If you mean that you can keep Piranhas permanently in brackish (low salt concentration) water, the answer is no. They can probably tolerate, piranhas are strong fishes.
But all the Piranha species live in freshwater and that is what they are accustomed and adapted to.

Regards,


----------



## real4skate (Dec 1, 2005)

Piranhas like there water a little acidic


----------



## Piranha_man (Jan 29, 2005)

C.D. said:


> nope. one of the most important facts is that most LFS people don't know squat.










ESPECIALLY when it comes to piranhas!


----------



## Dr. Giggles (Oct 18, 2003)

As stated piranha are not brackish fish.


----------



## ben2957 (Sep 17, 2005)

i alaways keep some salt in my tank and dont have any problems with my piranhas


----------



## kingsnar (Nov 17, 2005)

no no no and no!!! stupid f*cking lfs employee!!! yes its true fiddlers are indeed brackish but theyre be killed by the piranha, and theyre semi terrestial (meaning they live on land and water). The addition of salt in the water will have disasterous effects on any freshwater fish (including hardy fish like piranhas). Freshwater has a specific gravity reading of 1.000, many south american waters are very slightly brackish, but no species of piranha naturally inhabit these waters.

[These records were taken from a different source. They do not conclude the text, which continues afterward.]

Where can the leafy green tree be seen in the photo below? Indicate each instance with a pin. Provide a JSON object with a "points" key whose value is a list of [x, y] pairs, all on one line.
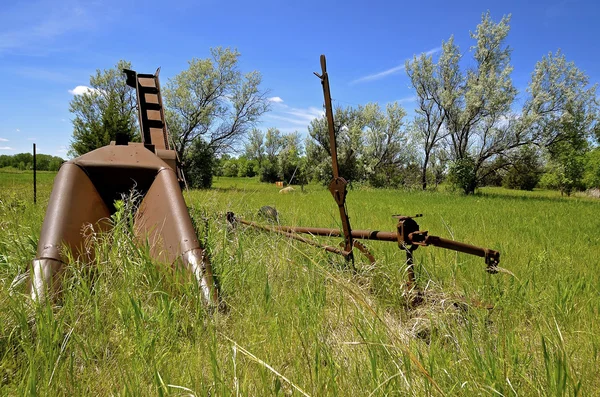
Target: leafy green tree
{"points": [[212, 100], [385, 143], [474, 104], [592, 169], [200, 166], [564, 116], [288, 158], [255, 147], [105, 110], [428, 125], [525, 172]]}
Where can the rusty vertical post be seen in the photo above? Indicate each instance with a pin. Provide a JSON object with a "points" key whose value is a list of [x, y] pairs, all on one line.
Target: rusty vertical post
{"points": [[34, 177], [338, 184]]}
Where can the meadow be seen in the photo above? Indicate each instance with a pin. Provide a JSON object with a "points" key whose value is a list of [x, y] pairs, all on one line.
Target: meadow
{"points": [[298, 321]]}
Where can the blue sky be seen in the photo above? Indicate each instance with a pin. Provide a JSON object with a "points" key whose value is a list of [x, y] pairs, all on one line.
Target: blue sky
{"points": [[49, 47]]}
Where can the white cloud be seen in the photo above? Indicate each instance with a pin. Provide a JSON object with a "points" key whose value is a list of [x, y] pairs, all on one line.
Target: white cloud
{"points": [[407, 99], [379, 75], [388, 72], [433, 51], [295, 117], [81, 89]]}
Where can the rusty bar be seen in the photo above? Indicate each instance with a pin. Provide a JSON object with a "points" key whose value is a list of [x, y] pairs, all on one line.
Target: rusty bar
{"points": [[460, 247], [327, 232], [329, 113], [338, 185], [413, 238], [34, 177], [295, 237]]}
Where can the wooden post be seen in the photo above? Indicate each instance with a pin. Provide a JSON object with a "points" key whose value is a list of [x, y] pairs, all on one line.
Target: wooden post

> i alaways keep some salt in my tank and dont have any problems with my piranhas


what type of salt are you using, marine salt or aquarium salt (aka tonic salt, used for freshwater treatment of many illnesses)? If you SG reading stays at 1.000 your fine, but anything above this will be very very bad for your fish. You wont get a SG reading using tonic salt.


----------